The Campaign for Labour Party Democracy (CLPD) held its Annual General Meeting, its fortieth, last Saturday at Conway Hall in central London. Coming up to 40 – it was actually founded later in the year – it may now be the oldest pressure group operating within the Labour Party (though there are some older affiliated organisations some of which, like the Socialist Health Association and the Socialist education Association, started as pressure groups).

The highest attendance at an AGM for some years, and a considerable increase in younger members, meant that whilst there were speeches and tributes commemorating the anniversary, there was much discussion and debate on the way forward for the Left in the Labour Party.

Kelvin Hopkins MP opened the meeting paying tribute to CLPD and declared that the organisation had saved the soul of the Party. He particularly credited Vladimir and Vera Derer, founder members whose home served as CLPD’s offices for most of those 40 years, for all their commitment and hard work over the years and to the continuing work of Pete Willsman, CLPD secretary, the only person to have served on all four of the Labour Party’s four national bodies (NEC, NCC, NPF & CAC*) over a period of thirty years. Kelvin also acknowledged the role of CLPD in the recent leadership election where CLPD called for a second preference vote for Ed Miliband. Given the closeness of the result, CLPD’s call may have been decisive.

Pete Willsman reported that seven of CLPD’s model rule changes were on the agenda for the 2013 party conference. These include calls for a rolling policy programme, leaders of Labour Groups on councils to be elected by LP members via an electoral college and tougher triggers for re-selection of MPs and elected Mayors. At the 2012 conference CLPD had played a significant role in three resolutions debated on the NHS, housing and the railways. The daily Campaign Briefing (known as the Yellow Pages) handed out each day at conference had now reached its fiftieth year having been taken over by CLPD some years after it commenced, and had been edited for 30 years until this year by membership registrar Andrew Fenyo.

The meeting heard how local campaign forums, introduced to replace the previous party structures at district, county and borough levels as part of Refounding Labour, were in many places being used to exclude trade unions and party activists and eliminate accountability. However, in other paces this had been avoided and the local government discussion focussed on different ways of involving party members in local party manifestos and electing their leaders.

Young Labour and young members in CLPD were discussed. Left successes in recent elections in Young Labour were reported as well the continuing lack of internal democracy. Two rule changes agreed created two new positions on the CLPD executive for young members and lower subscription rates.

Christine Shawcroft (a member of the party’s national executive committee) reported on its meetings and those of the national policy forum (NPF) reports. Christine encouraged members to have more input into the NPF. The November NEC had discussed the problems of getting card votes at conference. Christine said whilst there were some good trade union delegates on the NEC, some actually voted against their unions’ own polices on occasion.

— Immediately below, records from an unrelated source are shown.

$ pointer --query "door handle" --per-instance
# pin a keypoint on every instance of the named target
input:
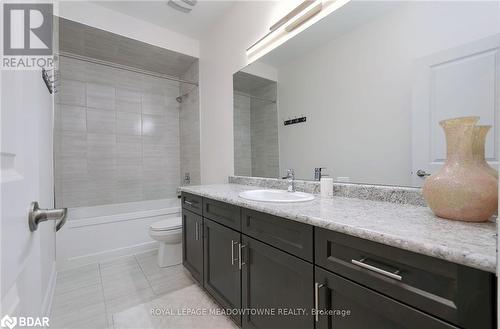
(196, 231)
(240, 263)
(37, 215)
(422, 173)
(316, 299)
(233, 243)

In the afternoon session, Jon Lansman (NPF organiser and editor of Yellow Pages) read out an entertaining message from former MP and longstanding CLPD member Chris Mullin, and Jon gave his own reflections on CLPD which he joined in 1977. Both Chris and Jon also paid tribute to the Derers.

Jon went on to give a preview of the Charter for a Democratic Conference. At last year’s party conference delegates were allocated only 18% of the conference time for their debates. The charter demands that they should get at least 50%, the criteria for motions and rule changes be more flexible and fair, and voting procedures be fair and democratic. The Charter will be launched on this site in the near future.

Ann Pettifor gave a wide ranging speech touching on the fight for more representation for women in the Party over the years and the current problems with finance caused by the banks. Ann said a social policy was essential and that if we leave the financial system to others we will not be able to defend the welfare state.

Jon Ashworth MP spoke of his influence byFrank Allaun, one of CLPD’s earliest supporters, and he too paid tribute to the CLPD’s influence on the party’s internal democracy – the survival of the electoral college and (to some extent) the reselection of MPs. He also spoke of the need for more working class candidates for parliament and the need for the support of the unions to achieve this. Jon highlighted the need for a fairer system of owning the national media and the bringing back Labour policy of the 10 pence tax rate.

Following regional reports, six motions to the conference were debated and passedon subjects ranging from economic policy to the Tower Hamlets mayoral selection.

* NEC stands for National Executive Committee (theoretically responsible for managing the party), NCC for National Constitutional Committee (the party’s final court of appeal on disciplinary matters), NPF for National Policy Forum (which theoretically devises the party’s policies) & CAC for Conference Arrangements Committee (the body that theoretically oversees all aspects of the organsation of the Party conference). If only things were as they were supposed to be!

This piece was written by Jon Lansman & Mike Loates.

One Comment

  1. Mike says:

    There was some pretty gloomy news from some of the regions. Jim Mackechnie reported from Scotland that the Scottish Policy Forum has not met for two years. In this vacuum, Scotland’s Labour leader Johann Lamont MSP can call for an end to universal benefits, with no body calling her to account.
    The Scottish Labour Party has been drastically reorganised. In urban areas, branches have been abolished, making councillors less accountable. Worse, there are just five reserved places per constituency party for affiliated bodies, including trade unions. Party structures are being hollowed out, it seems.